Yamsafer was an online accommodation booking website in the Middle East. The company combined website, mobile app and call center booking methods in its service delivery for all destinations around the world. It was described by Tech Crunch, as the "Middle East's Booking.com".

==History==
Yamsafer was founded in 2011 by Palestinian entrepreneurs Faris Zaher, Sameh Alfar and Seri Abdelhadi. The startup went on to become the first Palestinian company to secure an early-stage venture capital investment. In June 2015 Yamsafer went on to secure $3.5m in its Series B round from Global Founders Capital, marking the largest round of venture capital financing to be raised by a Palestine-based company and the first-ever foreign led round of investment in a local company. In October 2018 the company ranked 5th in "Top 12 Up and Coming Companies In The Middle East" by Forbes. The selection criteria were based on providing a sustainable business model, raising significant amounts of capital and delivering growth to investors.

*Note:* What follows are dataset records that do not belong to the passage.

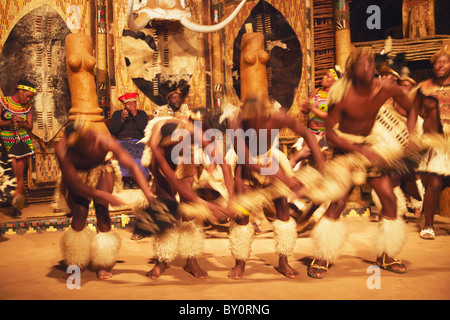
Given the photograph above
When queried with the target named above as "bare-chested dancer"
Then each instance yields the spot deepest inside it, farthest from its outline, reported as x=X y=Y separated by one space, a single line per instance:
x=354 y=106
x=256 y=120
x=186 y=238
x=89 y=173
x=432 y=100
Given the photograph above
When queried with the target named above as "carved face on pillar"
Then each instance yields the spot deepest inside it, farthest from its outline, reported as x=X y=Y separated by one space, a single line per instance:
x=284 y=66
x=34 y=50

Following the beginning of the COVID-19 pandemic in 2020 and the imposition of travel restrictions the company was forced to close.

==Innovations==
===Cardless Booking===
In January 2014, Yamsafer was the first in the travel industry to provide the unique feature of "Cardless Bookings", where customers did not need a credit card to guarantee or confirm a hotel reservation, but instead were required to make payment once they arrive at the hotel. The feature was available in select regions and cities including Amman, Madaba, Aqaba, Dead Sea, Ramallah, Bethlehem, Cairo, Jeddah, Kuwait City and Manama.
The cardless bookings feature was introduced as a result of the significantly lower credit card penetration rates in the MENA region compared to more mature markets, and to also help eliminate customer fears of providing their credit card information online. With the "Cardless Bookings" feature, Yamsafer removed the traditional deposit fee requirements usually requested by hotels of their guests.

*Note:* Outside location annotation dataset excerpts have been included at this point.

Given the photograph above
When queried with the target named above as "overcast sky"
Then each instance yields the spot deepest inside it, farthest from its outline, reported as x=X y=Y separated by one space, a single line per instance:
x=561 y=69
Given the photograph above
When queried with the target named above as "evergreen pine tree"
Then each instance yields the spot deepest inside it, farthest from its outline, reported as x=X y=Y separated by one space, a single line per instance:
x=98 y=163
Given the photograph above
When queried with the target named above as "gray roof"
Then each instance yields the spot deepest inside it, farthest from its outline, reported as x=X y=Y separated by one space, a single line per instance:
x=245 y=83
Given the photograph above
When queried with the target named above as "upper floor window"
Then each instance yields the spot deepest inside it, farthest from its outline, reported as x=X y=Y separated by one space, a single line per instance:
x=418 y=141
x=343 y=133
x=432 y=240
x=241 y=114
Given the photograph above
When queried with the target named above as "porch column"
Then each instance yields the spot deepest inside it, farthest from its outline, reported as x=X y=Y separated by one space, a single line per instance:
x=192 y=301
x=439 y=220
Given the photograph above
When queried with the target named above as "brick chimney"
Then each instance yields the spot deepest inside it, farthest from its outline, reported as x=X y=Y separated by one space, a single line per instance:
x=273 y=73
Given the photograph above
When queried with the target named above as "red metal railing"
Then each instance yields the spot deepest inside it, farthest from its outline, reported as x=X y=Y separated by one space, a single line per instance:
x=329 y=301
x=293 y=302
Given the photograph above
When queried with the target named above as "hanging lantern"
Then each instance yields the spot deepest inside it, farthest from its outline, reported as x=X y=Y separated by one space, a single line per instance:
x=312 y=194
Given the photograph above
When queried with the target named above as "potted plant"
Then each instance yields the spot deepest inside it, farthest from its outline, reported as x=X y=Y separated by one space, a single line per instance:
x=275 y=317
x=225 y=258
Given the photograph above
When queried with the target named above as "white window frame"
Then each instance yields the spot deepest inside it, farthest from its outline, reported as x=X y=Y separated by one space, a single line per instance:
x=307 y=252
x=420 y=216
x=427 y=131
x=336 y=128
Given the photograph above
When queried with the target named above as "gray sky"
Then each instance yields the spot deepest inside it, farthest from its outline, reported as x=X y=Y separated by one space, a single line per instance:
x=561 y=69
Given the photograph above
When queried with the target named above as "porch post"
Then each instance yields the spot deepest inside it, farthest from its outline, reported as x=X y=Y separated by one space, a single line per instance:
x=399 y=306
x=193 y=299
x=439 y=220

===Yamsafer's Mobile Application===
In 2015, Yamsafer released a mobile booking app with the purpose of pushing top deals with last minute prices. Such measures fill the gap between unoccupied hotel rooms and same day bookers.

===Yamsafer Homes===
In 2016, Yamsafer launched Yamsafer Homes, its own vacation rental brand.

==Recognition==
Yamsafer received recognition as part of the tech start-up scene in Palestine. Yamsafer also provided smaller hotels and guesthouses, which were previously offline, the opportunity to market themselves in an online space and serve international markets.

In January 2011, Wamda selected Yamsafer as the Best ecommerce startup as part of the Best MENA Startups of 2011 competition. In early June 2015, Yamsafer announced the closing of its second round of investment of US$3.5 Million, led by Global Founders Capital with participation by Sadara Ventures and other undisclosed investors.